Neuzugang glaubt an Stanley-Cup-Sieg mit den Edmonton Oilers

Mit den Carolina Hurricanes gewann Goalie Frederik Andersen in der abgelaufenen Saison den Stanley Cup. Anschließend wurde dem Routinier mitgeteilt, dass die Zusammenarbeit in Raleigh endet. Der 35-Jährige schloss sich stattdessen als Free Agent den Edmonton Oilers an. Mit seinem neuen Arbeitgeber traut sich der Däne zu, erneut die NHL zu gewinnen.

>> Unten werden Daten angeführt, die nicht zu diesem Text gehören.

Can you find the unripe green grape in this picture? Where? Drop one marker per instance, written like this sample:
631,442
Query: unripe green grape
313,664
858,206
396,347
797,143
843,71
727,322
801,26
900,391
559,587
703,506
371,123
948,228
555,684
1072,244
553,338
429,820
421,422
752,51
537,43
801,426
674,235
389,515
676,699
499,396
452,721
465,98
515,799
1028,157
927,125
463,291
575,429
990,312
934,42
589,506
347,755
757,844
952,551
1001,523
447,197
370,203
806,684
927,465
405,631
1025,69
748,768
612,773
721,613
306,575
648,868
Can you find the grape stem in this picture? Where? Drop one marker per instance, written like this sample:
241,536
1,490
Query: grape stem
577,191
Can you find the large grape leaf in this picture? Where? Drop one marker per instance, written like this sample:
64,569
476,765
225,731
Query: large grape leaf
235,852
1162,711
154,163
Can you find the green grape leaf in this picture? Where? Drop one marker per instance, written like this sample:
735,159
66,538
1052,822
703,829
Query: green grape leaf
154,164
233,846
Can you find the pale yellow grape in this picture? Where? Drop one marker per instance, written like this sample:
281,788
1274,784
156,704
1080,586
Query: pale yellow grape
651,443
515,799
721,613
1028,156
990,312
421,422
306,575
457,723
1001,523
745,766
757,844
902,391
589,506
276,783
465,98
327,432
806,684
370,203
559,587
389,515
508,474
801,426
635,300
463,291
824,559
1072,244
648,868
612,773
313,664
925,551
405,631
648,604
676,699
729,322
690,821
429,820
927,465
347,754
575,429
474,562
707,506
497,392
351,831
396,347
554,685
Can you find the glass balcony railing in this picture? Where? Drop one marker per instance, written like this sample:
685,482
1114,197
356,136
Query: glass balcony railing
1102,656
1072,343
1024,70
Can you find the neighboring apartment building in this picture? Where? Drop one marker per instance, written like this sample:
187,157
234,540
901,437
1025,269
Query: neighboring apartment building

„Es war ein etwas seltsamer Prozess. Ich wollte unbedingt in Carolina bleiben, aber sie wollten diesen Weg nicht gehen, und dann gab es die Möglichkeit, mit anderen Vereinen zu sprechen“, berichtete Frederik Andersen bei einem Besuch seiner dänischen Heimat von den vergangenen Monaten. An ein Karriereende habe er trotz seines Aus in Raleigh „ganz und gar nicht“ gedacht, erklärte er.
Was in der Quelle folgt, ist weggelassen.